In July of 1985, an incredible, joint undertaking emerged when scientists from the Woods Hole Oceanographic Institute and the French agency, Ifemer, led a mission and discovered RMS Titanic.
Two years later, John Joslyn co-led a six-million-dollar expedition to the site of the sinking. This historic expedition was the first to recover and restore artifacts from the ocean floor. In order to recover these artifacts, John and his team of scientific and salvage experts successfully completed 33 dives to Titanic’s final resting place in the North Atlantic to 12,500 feet in the “Nautile”, the twenty-million-dollar French institute’s deep-diving submersible.

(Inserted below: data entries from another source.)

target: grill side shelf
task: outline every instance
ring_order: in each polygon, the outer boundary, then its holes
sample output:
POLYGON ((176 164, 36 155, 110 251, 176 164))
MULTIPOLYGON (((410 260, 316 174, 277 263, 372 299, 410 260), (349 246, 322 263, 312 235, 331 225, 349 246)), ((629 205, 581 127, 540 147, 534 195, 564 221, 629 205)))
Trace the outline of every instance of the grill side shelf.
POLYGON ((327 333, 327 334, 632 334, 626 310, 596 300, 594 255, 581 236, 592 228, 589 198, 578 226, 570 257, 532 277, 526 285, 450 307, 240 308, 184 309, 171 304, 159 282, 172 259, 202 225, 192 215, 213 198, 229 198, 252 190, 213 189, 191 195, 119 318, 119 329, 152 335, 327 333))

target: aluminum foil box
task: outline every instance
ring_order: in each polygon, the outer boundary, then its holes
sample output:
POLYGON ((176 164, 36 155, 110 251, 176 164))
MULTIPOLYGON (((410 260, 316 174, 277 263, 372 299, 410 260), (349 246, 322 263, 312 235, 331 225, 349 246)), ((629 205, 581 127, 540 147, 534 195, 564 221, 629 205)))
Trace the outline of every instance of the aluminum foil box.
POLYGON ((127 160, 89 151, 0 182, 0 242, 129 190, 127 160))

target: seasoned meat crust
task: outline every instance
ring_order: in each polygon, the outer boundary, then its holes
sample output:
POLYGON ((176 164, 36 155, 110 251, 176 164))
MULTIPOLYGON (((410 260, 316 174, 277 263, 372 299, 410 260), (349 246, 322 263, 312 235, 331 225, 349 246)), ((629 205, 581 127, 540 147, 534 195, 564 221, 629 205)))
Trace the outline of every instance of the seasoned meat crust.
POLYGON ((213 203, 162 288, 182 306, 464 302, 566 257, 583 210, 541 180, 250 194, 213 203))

This is the greatest number of deep-sea dives ever completed for any televised project.
John describes standing on the slippery deck of the salvage ship as a thrilling adventure as he hovered more than 2.5 miles above the legendary vessel. The resulting television documentary produced by Joslyn, “Return to the Titanic...LIVE” shown in 27 countries worldwide in 1987 remains one of the highest-rated syndicated specials of all-time (seen by 22 million households in the U.S. alone).
During this time, Joslyn dreamed of creating a permanent Titanic museum attraction and twenty years later in 2006 John built the first permanent exhibit dedicated to RMS Titanic in Branson, and now, nestled amongst 5.6 acres, the next permanent ship is in Pigeon Forge, Tennessee.
John believed by offering a glimpse of life onboard this massive vessel that in turn Titanic’s passengers and crew would never be forgotten and generations to come would unite in discovering Titanic’s living theatre.
Embark on the adventure and join our crew as we educate, entertain, and inspire passengers as they imagine and experience what life might have been like sailing Titanic’s Maiden Voyage.